Here are six tips for using mobile market research. All six are drawn from the workshops I will be holding across the USA in October with Roddy Knowles and Maria Domoslawska from Research Now. To find out more about the workshops click here.

  1. You do not get to choose what device your research participants use. About one-third of them are already taking your online surveys via mobile and the number is increasing. Your role is to make sure the experience is good and the data you collect is right. That is why device agnostic is so important.
  2. In many cases mobile devices deliver the same results as PC-based interviews, but in some cases they don’t – for example multi-select grids deliver different results on PC and smartphone. You need to know what works and what doesn’t, and avoid the things that don’t provide comparable information.

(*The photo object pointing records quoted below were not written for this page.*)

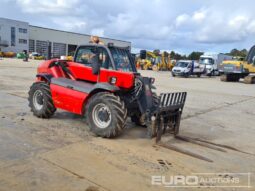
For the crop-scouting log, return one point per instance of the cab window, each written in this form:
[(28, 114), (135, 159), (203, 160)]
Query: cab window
[(86, 54)]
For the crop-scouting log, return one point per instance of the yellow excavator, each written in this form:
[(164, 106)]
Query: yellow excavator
[(165, 63), (155, 61), (150, 60), (233, 70)]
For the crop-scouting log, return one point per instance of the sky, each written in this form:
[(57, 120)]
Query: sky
[(180, 25)]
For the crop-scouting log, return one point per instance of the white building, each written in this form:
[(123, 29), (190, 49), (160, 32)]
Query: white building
[(14, 35), (17, 36)]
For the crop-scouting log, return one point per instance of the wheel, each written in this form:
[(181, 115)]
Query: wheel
[(40, 100), (106, 114)]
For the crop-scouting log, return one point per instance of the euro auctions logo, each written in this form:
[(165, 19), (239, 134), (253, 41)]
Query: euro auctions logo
[(216, 180)]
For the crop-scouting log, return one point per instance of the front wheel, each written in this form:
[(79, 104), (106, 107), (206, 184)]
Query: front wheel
[(40, 100), (106, 114)]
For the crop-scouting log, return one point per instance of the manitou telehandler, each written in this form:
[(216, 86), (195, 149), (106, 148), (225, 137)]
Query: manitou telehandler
[(102, 83)]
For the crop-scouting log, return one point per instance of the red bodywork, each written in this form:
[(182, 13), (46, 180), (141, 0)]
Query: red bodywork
[(72, 100)]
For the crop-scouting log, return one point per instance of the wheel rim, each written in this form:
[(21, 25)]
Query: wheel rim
[(38, 100), (101, 115)]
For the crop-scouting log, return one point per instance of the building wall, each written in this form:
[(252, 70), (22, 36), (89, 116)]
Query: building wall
[(37, 38), (60, 40), (15, 33)]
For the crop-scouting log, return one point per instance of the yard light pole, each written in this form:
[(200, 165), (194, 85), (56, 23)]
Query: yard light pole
[(48, 50)]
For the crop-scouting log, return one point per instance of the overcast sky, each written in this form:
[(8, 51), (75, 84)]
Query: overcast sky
[(179, 25)]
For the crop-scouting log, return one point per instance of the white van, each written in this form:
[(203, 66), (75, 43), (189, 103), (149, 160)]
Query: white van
[(187, 68)]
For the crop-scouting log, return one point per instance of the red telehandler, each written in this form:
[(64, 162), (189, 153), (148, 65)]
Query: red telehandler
[(103, 84)]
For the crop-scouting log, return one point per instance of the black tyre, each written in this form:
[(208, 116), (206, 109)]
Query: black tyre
[(40, 100), (106, 114)]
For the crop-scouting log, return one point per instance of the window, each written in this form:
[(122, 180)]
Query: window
[(21, 30), (13, 36), (59, 49), (42, 47), (31, 45), (22, 41), (86, 55)]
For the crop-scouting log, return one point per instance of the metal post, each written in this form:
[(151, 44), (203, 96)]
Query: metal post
[(48, 50)]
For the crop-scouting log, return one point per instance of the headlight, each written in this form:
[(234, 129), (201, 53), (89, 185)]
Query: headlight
[(112, 80)]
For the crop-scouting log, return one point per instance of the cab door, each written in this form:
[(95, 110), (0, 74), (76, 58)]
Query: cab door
[(82, 65)]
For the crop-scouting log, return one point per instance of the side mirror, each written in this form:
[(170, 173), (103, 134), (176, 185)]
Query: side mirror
[(95, 64), (143, 54)]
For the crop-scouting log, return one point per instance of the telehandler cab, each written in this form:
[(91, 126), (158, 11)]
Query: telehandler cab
[(103, 84)]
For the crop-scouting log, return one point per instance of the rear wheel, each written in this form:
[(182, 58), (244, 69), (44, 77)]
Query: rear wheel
[(40, 100), (106, 114)]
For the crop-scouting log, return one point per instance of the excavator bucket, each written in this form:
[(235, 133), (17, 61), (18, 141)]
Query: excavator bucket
[(167, 116)]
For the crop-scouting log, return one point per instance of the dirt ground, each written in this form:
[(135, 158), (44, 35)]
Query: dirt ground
[(61, 153)]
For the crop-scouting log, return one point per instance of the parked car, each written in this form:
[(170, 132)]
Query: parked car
[(187, 68)]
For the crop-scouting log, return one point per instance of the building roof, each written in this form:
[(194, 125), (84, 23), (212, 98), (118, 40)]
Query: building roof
[(77, 33)]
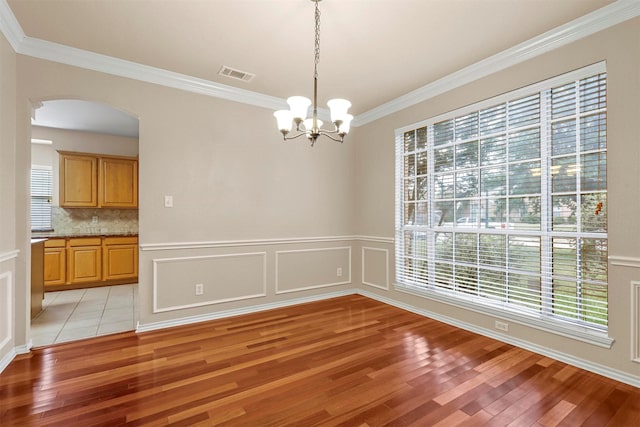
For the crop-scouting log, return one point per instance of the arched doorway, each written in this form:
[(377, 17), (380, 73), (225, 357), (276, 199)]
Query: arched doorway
[(82, 297)]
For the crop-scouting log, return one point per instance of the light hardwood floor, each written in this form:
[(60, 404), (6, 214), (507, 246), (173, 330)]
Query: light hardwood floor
[(345, 361)]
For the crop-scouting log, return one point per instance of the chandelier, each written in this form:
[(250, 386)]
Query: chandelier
[(299, 105)]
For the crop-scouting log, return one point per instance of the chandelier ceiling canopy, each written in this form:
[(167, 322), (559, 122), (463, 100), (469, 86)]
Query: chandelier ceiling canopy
[(311, 127)]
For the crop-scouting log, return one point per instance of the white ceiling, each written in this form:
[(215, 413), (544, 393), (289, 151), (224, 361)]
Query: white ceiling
[(86, 116), (372, 51)]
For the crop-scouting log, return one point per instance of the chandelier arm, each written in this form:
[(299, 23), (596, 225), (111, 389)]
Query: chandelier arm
[(287, 138), (328, 135)]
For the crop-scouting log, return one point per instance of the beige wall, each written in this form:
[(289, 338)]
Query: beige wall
[(7, 200), (237, 190), (620, 47)]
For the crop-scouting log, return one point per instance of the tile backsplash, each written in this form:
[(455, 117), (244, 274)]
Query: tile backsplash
[(80, 221)]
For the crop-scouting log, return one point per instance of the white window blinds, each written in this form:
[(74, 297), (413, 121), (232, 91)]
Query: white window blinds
[(41, 195), (503, 204)]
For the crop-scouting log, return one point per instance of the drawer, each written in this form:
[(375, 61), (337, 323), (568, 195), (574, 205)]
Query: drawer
[(85, 241), (121, 240), (55, 243)]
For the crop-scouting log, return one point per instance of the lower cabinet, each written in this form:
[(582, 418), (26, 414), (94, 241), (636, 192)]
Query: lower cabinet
[(120, 258), (78, 262), (84, 261)]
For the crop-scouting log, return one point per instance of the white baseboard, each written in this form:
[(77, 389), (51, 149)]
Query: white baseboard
[(8, 358), (239, 311)]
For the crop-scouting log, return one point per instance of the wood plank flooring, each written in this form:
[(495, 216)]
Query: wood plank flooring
[(347, 361)]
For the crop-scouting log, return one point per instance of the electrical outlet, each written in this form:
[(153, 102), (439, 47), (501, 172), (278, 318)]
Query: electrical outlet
[(502, 326)]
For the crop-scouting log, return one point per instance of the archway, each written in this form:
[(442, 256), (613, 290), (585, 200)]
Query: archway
[(76, 304)]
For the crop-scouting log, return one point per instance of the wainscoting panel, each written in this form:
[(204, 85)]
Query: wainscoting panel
[(375, 267), (635, 321), (224, 278), (6, 309), (298, 270)]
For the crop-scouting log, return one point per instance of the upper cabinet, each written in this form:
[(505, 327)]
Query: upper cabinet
[(78, 180), (118, 181), (90, 180)]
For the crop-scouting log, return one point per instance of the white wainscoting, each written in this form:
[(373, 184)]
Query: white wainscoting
[(6, 309), (6, 256), (304, 269), (375, 267), (635, 321), (224, 278)]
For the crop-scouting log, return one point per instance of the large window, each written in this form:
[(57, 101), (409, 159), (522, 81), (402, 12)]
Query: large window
[(502, 205), (41, 194)]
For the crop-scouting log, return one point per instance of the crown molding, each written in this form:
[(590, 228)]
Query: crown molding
[(10, 27), (577, 29), (586, 25)]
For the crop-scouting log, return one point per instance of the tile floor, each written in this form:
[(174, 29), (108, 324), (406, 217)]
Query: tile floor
[(84, 313)]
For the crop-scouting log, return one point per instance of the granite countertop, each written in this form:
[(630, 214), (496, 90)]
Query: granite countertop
[(53, 234)]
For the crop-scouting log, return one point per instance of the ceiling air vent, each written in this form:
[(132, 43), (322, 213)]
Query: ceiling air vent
[(236, 74)]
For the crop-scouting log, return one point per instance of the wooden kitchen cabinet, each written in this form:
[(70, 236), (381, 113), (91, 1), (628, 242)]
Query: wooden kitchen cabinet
[(78, 180), (81, 262), (90, 180), (118, 181), (55, 262), (84, 261), (120, 258)]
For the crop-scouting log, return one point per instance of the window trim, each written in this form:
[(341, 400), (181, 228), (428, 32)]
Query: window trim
[(467, 302)]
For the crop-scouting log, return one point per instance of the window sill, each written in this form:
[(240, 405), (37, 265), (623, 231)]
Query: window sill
[(567, 331)]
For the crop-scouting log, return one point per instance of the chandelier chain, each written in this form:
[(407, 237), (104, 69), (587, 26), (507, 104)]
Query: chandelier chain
[(317, 44)]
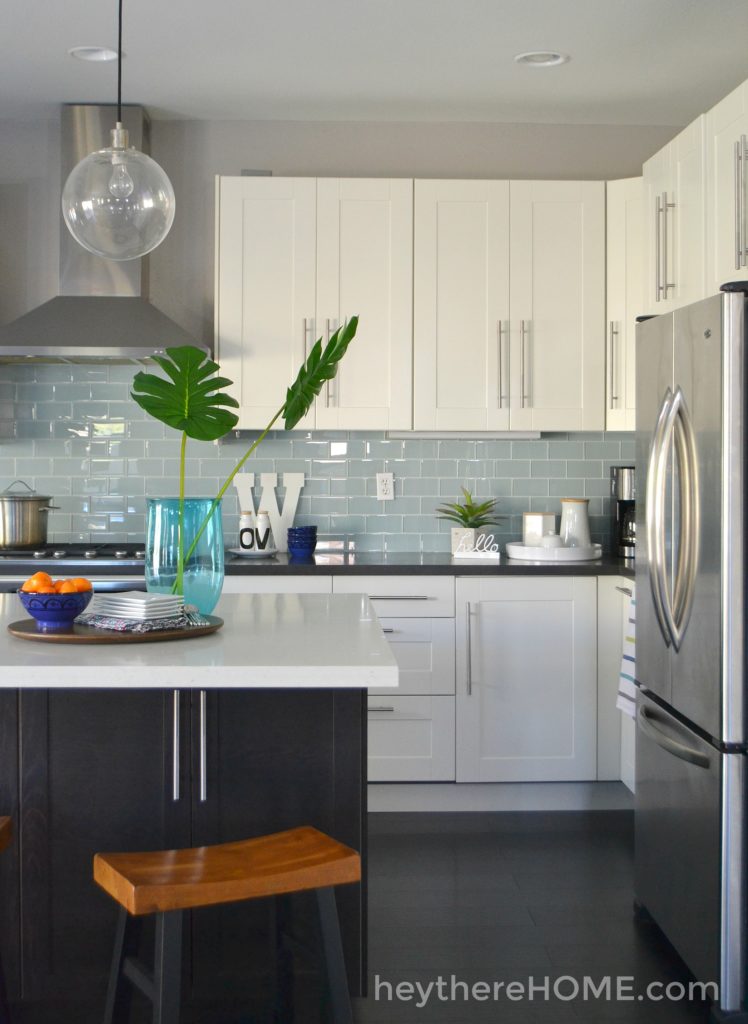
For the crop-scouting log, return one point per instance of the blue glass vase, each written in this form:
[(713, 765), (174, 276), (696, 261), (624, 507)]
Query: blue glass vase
[(203, 576)]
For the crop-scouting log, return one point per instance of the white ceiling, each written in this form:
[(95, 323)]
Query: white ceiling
[(634, 61)]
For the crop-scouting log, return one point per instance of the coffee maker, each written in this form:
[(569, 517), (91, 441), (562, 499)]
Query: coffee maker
[(623, 492)]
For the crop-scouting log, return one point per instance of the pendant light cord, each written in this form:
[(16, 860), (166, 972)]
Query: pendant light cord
[(119, 66)]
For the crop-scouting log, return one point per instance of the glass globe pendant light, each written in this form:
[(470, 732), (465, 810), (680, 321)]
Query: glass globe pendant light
[(118, 203)]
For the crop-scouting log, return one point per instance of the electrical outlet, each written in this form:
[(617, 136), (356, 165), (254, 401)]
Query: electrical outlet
[(385, 486)]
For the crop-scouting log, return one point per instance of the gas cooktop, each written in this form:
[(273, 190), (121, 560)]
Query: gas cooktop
[(93, 556)]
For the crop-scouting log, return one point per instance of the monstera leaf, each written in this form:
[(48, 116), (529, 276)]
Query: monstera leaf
[(320, 367), (192, 399)]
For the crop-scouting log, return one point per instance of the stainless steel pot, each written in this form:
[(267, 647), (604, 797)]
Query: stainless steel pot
[(24, 517)]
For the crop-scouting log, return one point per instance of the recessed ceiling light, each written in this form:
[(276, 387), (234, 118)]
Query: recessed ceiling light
[(542, 58), (92, 53)]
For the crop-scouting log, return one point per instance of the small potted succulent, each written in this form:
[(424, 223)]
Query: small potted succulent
[(470, 516)]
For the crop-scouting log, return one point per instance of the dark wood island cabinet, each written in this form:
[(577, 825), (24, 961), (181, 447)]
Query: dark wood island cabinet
[(90, 770)]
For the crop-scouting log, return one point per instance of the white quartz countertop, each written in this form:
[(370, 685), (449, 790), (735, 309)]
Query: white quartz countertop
[(267, 640)]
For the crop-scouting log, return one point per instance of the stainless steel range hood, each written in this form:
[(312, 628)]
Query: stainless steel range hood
[(102, 312)]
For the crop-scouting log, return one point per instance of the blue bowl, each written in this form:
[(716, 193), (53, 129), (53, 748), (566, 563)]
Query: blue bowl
[(54, 611)]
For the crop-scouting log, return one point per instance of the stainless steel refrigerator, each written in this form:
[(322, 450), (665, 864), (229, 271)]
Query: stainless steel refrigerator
[(691, 824)]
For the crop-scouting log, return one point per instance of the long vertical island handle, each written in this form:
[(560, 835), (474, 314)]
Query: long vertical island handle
[(203, 748), (175, 747)]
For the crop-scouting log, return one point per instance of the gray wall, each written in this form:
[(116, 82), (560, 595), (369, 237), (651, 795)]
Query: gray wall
[(194, 152)]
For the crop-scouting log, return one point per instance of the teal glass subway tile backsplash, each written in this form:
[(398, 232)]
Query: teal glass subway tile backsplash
[(80, 438)]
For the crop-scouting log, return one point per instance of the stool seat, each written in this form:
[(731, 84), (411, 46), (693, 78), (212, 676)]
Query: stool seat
[(5, 833), (178, 880)]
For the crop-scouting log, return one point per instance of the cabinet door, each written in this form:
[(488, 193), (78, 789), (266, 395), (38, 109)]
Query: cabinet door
[(625, 293), (365, 267), (557, 305), (726, 132), (424, 650), (274, 760), (412, 739), (461, 305), (264, 305), (96, 770), (687, 229), (526, 680)]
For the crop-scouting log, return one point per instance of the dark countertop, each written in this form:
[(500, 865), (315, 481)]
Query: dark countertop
[(407, 563)]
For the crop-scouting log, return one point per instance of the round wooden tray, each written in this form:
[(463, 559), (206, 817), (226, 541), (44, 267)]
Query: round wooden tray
[(27, 630)]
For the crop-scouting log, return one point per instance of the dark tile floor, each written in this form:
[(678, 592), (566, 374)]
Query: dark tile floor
[(509, 897)]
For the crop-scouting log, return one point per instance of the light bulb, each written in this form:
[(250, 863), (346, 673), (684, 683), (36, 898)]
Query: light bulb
[(120, 184), (118, 203)]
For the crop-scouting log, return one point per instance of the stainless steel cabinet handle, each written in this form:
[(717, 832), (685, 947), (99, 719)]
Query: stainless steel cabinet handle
[(613, 374), (658, 249), (525, 391), (175, 745), (738, 171), (203, 747), (666, 285), (468, 647), (502, 376), (647, 724)]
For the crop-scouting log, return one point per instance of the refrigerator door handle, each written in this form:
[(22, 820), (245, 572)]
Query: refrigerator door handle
[(656, 516), (646, 721), (691, 527)]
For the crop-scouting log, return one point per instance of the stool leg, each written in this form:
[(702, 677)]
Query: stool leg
[(4, 1009), (337, 981), (167, 968), (119, 993), (283, 1009)]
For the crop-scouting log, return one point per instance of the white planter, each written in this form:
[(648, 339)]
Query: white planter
[(464, 536)]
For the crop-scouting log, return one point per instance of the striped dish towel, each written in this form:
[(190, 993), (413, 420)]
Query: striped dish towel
[(626, 700)]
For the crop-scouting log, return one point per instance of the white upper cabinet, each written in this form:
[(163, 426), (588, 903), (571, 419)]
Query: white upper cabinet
[(726, 145), (365, 267), (674, 188), (461, 315), (557, 303), (509, 305), (297, 256), (626, 248), (265, 279)]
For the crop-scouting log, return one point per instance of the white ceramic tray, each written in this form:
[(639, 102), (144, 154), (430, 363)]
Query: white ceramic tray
[(538, 554)]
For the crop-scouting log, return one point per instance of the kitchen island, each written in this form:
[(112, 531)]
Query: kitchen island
[(256, 728)]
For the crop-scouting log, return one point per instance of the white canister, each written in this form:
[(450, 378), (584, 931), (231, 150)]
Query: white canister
[(575, 522), (535, 525)]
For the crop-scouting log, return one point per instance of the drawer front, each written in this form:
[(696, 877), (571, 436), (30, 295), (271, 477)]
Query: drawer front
[(424, 649), (403, 597), (413, 740), (277, 585)]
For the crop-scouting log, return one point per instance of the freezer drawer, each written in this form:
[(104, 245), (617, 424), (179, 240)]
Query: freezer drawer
[(677, 836)]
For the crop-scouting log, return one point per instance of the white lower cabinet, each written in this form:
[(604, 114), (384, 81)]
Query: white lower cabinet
[(526, 679), (411, 739)]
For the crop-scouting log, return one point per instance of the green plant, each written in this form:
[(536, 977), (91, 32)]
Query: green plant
[(468, 513), (193, 400)]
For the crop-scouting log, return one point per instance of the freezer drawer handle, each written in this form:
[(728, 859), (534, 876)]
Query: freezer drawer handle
[(647, 724)]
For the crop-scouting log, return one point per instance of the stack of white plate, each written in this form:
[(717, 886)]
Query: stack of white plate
[(136, 605)]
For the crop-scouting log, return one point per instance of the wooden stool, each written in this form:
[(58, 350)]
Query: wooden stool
[(5, 837), (166, 883)]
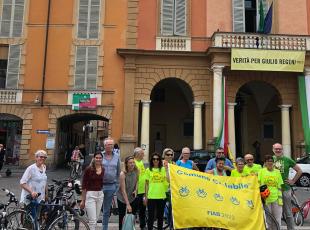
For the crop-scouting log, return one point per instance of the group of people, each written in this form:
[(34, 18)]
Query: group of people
[(137, 187)]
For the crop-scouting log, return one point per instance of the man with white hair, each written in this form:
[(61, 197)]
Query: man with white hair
[(283, 164)]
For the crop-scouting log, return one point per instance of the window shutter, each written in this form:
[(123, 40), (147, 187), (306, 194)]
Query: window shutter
[(83, 19), (13, 67), (265, 6), (18, 18), (238, 16), (92, 66), (6, 18), (94, 19), (167, 17), (180, 18), (80, 67)]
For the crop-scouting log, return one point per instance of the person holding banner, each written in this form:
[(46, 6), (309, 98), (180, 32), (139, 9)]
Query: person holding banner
[(219, 153), (219, 170), (155, 190), (272, 178), (284, 163), (250, 166), (239, 171), (185, 162)]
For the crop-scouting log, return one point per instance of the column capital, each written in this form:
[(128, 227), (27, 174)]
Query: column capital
[(198, 104), (284, 107), (146, 102), (307, 70)]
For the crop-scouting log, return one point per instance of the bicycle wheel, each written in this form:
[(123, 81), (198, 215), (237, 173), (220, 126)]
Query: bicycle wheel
[(68, 222), (19, 220), (270, 222)]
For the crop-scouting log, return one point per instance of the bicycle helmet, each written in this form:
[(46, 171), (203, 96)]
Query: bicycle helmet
[(264, 191)]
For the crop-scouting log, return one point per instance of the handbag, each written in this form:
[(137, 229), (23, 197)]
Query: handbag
[(129, 222)]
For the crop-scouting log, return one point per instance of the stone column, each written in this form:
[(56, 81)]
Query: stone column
[(217, 98), (231, 128), (198, 124), (286, 132), (145, 129)]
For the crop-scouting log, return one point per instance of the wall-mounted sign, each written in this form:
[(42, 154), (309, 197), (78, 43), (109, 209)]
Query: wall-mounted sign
[(82, 101), (267, 60)]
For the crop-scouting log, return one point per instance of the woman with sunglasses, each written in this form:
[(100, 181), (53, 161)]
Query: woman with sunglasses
[(272, 178), (92, 195), (127, 193), (34, 178), (155, 191)]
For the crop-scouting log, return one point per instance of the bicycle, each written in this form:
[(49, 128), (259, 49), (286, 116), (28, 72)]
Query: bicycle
[(297, 210)]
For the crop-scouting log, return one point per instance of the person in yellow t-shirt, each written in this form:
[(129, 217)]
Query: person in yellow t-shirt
[(139, 155), (239, 171), (155, 190), (250, 166), (272, 178)]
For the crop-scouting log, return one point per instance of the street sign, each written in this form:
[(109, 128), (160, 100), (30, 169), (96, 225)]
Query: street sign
[(42, 131)]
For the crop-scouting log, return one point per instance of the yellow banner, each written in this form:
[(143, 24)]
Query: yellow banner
[(267, 60), (203, 200)]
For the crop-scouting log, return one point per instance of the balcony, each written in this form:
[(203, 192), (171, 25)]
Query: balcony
[(260, 41), (11, 96), (92, 92), (173, 43)]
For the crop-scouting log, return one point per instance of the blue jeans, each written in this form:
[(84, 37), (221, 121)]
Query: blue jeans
[(108, 193)]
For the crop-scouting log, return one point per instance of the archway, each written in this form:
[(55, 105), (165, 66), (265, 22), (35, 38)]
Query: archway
[(171, 115), (82, 129), (10, 136), (257, 119)]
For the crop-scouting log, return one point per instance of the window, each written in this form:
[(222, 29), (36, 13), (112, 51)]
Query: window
[(246, 14), (173, 18), (88, 21), (268, 130), (12, 17), (188, 128), (9, 66), (86, 67)]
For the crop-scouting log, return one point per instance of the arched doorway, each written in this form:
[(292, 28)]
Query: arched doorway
[(10, 136), (171, 115), (257, 119), (84, 130)]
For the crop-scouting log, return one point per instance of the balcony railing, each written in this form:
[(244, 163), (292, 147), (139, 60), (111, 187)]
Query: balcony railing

  3. There is not a hardware or automated solution to making your surveys device agnostic. Good software helps, but intuitive design is critical. You need to design surveys with shorter questions, shorter answer lists, and in many cases shorter surveys.
  4. Location-based research is about more than GPS. Locating people via iBeacon, cell tower, or Wi-Fi are all potentially useful options.
  5. Mobile market research, especially mobile qualitative research, has introduced a number of new ethical considerations, such as gaining the permission for images of third parties and warning participants not to take videos in inappropriate (e.g. dangerous) situations. Your mobile research needs to factor these ethical concerns into its design.
  6. In-the-moment research, and other participant-as-researcher techniques, make greater demands on people; you need to keep the tasks simple, reasonable, enjoyable, and reasonably compensated.